ECLI:NL:RBSGR:2010:BN3100
Rechtbank 's-Gravenhage
- Eerste aanleg - meervoudig
- Rechtspraak.nl
Tussenvonnis inzake observatie van verdachte in het Pieter Baan Centrum
In deze zaak heeft de rechtbank 's-Gravenhage op 3 augustus 2010 een tussenvonnis gewezen in de strafzaak tegen een verdachte, die niet ter terechtzitting verscheen. De officier van justitie heeft gevorderd dat de verdachte ter observatie wordt overgebracht naar het Pieter Baan Centrum (PBC) op basis van artikel 317 van het Wetboek van Strafvordering. De rechtbank oordeelt dat het noodzakelijk is om onderzoek te verrichten naar de persoonlijkheid, geestvermogens en toerekeningsvatbaarheid van de verdachte, gezien de ernst van het verwijt en de achtergrond van de zaak. De rechtbank gaat voorbij aan het advies van het Nederlands Instituut voor Forensische Psychiatrie (NIFP) om een Pro Justitia rapportage op te laten maken door een psycholoog, omdat de proceshouding van de verdachte en de aard van de zaak dit niet rechtvaardigen.
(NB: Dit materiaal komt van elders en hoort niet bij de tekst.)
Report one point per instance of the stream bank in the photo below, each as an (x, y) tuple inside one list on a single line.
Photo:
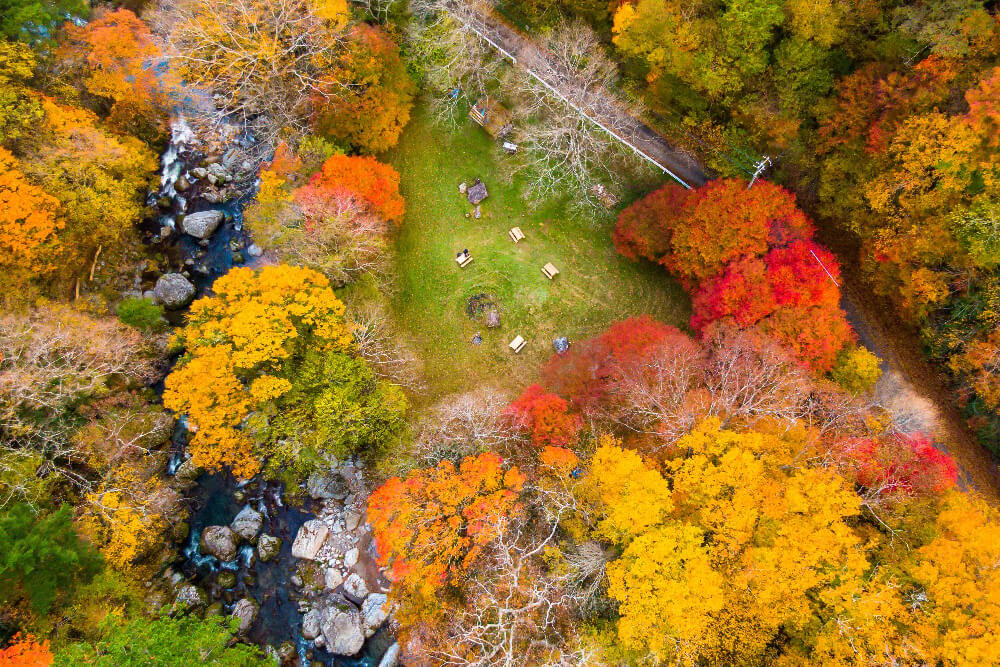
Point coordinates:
[(245, 552)]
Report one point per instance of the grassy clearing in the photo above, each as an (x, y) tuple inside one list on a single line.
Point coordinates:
[(595, 287)]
De rechtbank heeft vastgesteld dat er verklaringen zijn afgelegd door medeverdachten en getuigen die vragen oproepen over de rol van de verdachte. De verdachte heeft gebruik gemaakt van haar recht om te zwijgen, waardoor er onvoldoende informatie is om een uitspraak te doen over haar persoonlijkheid. De rechtbank concludeert dat observatie in het PBC de enige manier is om de nodige informatie te verkrijgen.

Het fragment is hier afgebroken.